Crows caw unseen in the sticks of woods, songbirds gone south,
my Saint Anthony statue glows in the dark so I can find him
and somewhere in the broken day of London my sister

fastens her mouth on coffee on a break from management
at the children’s hospital, tosses her tuna-mayo
to doves in the stone park. Trout fattened on our brother’s

ashes in a small lake in the Poconos blow their clear-
streamed cantus firmus* through the waters, the gills’
respiratory surface a layer one cell thick.

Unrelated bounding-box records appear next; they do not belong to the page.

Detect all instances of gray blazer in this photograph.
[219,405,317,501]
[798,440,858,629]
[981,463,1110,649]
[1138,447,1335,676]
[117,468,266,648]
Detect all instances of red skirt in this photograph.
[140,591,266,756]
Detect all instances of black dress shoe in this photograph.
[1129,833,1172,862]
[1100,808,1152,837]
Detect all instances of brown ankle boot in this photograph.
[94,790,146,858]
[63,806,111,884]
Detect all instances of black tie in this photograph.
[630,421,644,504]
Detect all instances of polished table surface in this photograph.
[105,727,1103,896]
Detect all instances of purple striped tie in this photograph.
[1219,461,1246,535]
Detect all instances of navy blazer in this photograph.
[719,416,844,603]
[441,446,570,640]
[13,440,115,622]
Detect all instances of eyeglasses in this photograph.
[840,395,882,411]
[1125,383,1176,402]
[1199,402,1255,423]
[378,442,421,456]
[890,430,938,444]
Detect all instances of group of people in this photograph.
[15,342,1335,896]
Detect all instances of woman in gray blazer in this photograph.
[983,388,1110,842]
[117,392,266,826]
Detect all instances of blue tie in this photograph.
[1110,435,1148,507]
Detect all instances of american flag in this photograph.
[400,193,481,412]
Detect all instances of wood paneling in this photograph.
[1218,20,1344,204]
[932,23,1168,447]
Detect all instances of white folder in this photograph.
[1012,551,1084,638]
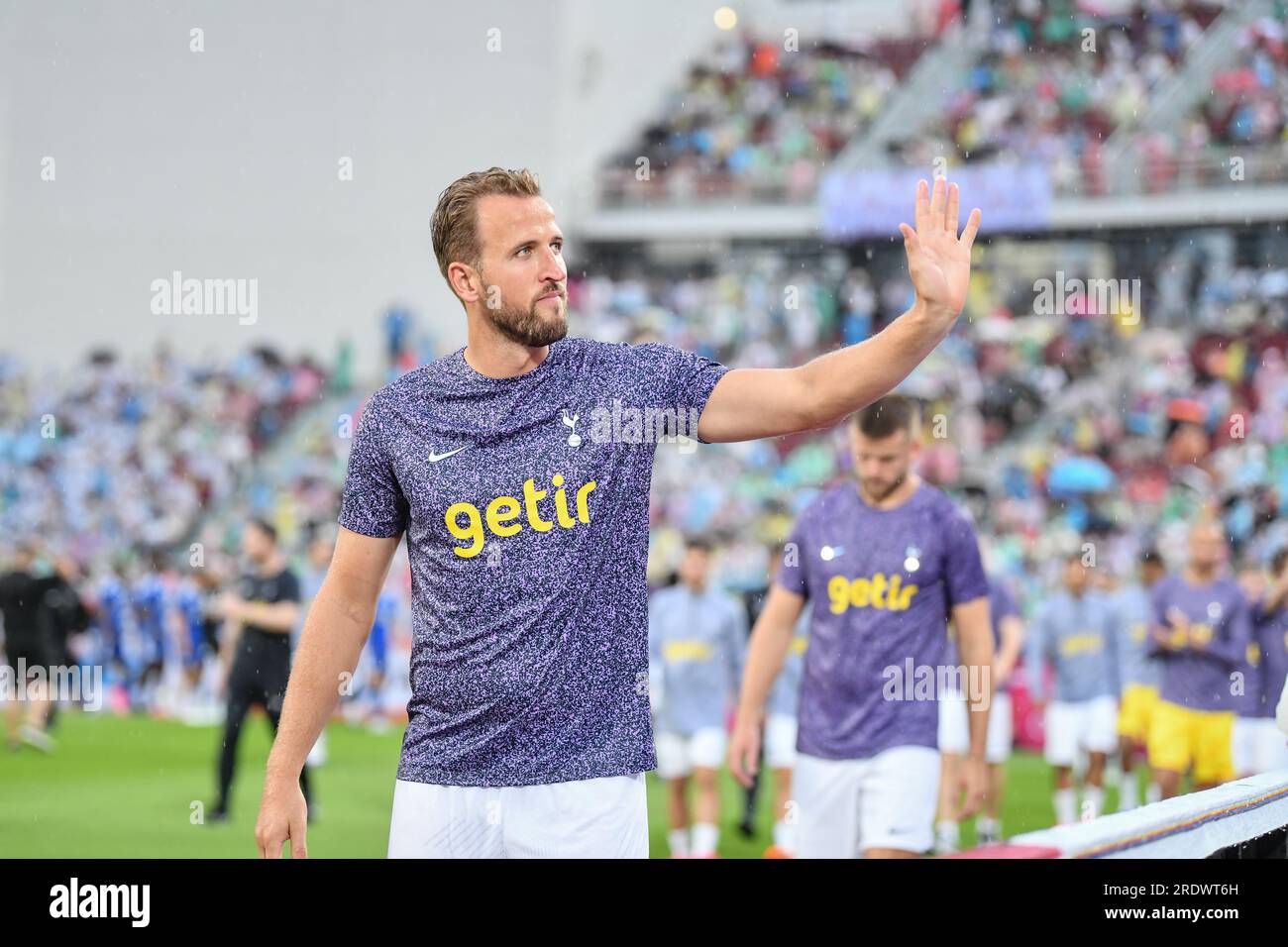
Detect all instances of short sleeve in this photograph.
[632,343,729,443]
[944,509,988,608]
[339,397,408,537]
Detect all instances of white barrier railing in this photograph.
[1010,770,1288,858]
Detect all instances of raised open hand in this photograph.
[899,177,979,318]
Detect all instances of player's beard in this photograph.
[484,288,568,348]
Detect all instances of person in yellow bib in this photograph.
[1146,519,1250,798]
[1107,549,1167,811]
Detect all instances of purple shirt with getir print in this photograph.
[339,339,728,786]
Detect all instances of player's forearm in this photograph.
[738,616,793,720]
[802,300,957,428]
[957,624,993,758]
[268,583,375,781]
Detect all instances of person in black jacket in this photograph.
[0,545,54,753]
[211,519,309,822]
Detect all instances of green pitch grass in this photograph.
[0,712,1113,858]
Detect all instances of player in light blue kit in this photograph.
[648,540,747,858]
[765,548,808,858]
[1026,552,1118,824]
[248,167,973,858]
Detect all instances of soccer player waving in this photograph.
[255,167,979,857]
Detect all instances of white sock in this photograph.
[693,822,720,858]
[1055,786,1078,826]
[1082,786,1105,822]
[666,828,690,858]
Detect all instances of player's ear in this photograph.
[447,263,483,303]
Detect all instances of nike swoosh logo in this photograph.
[429,447,465,464]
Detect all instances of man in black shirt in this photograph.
[0,545,53,753]
[211,519,309,822]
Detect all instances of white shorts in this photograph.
[939,690,1014,763]
[765,714,796,770]
[1231,716,1288,776]
[378,773,648,858]
[1046,695,1118,767]
[789,746,939,858]
[654,727,728,780]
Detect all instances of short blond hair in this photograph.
[429,167,541,284]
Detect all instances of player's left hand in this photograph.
[899,177,979,318]
[949,756,988,822]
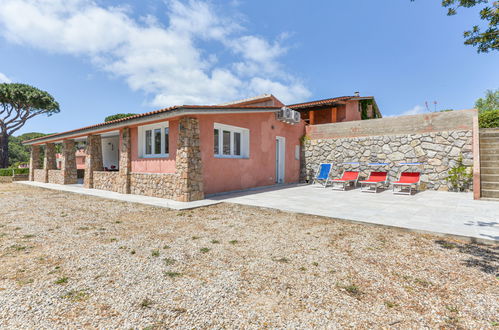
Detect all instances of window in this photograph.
[139,122,170,158]
[146,130,152,155]
[213,123,249,158]
[164,127,170,155]
[213,128,220,155]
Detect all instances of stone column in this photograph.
[43,143,57,183]
[29,146,40,181]
[83,135,103,188]
[174,117,204,202]
[118,127,132,194]
[61,140,78,184]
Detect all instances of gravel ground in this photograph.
[0,184,499,329]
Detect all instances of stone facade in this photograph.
[60,140,78,184]
[29,146,41,181]
[301,130,473,190]
[33,168,47,182]
[48,170,64,184]
[41,143,57,182]
[93,171,119,192]
[174,117,204,202]
[130,173,178,199]
[27,117,204,202]
[83,135,103,188]
[117,127,132,194]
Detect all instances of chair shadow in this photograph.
[435,239,499,276]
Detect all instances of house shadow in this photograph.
[435,239,499,276]
[205,183,307,201]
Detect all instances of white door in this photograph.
[275,136,286,183]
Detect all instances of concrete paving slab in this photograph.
[211,185,499,243]
[16,181,220,210]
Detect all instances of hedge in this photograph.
[0,168,29,176]
[478,109,499,128]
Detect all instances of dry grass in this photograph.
[0,184,499,328]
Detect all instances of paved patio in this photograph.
[18,181,499,243]
[213,185,499,243]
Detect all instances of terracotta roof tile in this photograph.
[287,96,356,109]
[23,105,280,143]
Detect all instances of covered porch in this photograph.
[29,130,120,188]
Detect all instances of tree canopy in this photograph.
[0,83,60,168]
[475,89,499,112]
[104,113,136,122]
[9,132,48,166]
[411,0,499,53]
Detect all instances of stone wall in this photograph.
[174,117,204,202]
[33,168,46,182]
[301,130,473,190]
[93,171,119,192]
[130,173,178,199]
[48,170,64,184]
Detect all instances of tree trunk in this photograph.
[0,134,9,168]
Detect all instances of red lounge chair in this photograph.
[359,172,388,193]
[331,171,359,190]
[392,172,421,195]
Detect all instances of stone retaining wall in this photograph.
[301,130,473,190]
[93,171,120,192]
[49,170,64,184]
[33,168,45,182]
[130,173,179,199]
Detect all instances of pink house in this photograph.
[24,94,380,201]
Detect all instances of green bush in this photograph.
[0,168,29,176]
[478,109,499,128]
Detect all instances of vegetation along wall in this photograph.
[301,110,477,190]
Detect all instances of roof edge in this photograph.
[22,105,280,145]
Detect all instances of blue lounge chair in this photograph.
[314,163,333,188]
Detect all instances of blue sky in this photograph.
[0,0,499,133]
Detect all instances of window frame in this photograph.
[138,121,171,158]
[213,123,250,159]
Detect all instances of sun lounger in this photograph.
[331,171,359,190]
[359,172,388,193]
[314,163,333,188]
[392,172,421,195]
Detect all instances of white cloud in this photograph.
[0,0,310,107]
[0,72,12,83]
[400,105,426,116]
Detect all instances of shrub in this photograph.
[446,156,473,191]
[478,109,499,128]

Unsure of a precise destination, a walker stops to ask directions
to the city center. A black cab speeds toward Admissions.
My sister’s limbs coordinate, to point in the direction

the man came from. Not by that estuary but near a river’s
source, I live in a town of frank and friendly talk
where no one knew my brother. The planet effervesces

us; few live where we were born. Amid the northern quiet
of an inland stateside college town before the students
wake, I see children playing what we’d be when we grew up.

Blue-eyed and red-tempered, Tommy said a firetruck.
He was four or five, the decade Dick and Jane. Fireman
his siblings yelled, fireman. So he said he’d be a statue.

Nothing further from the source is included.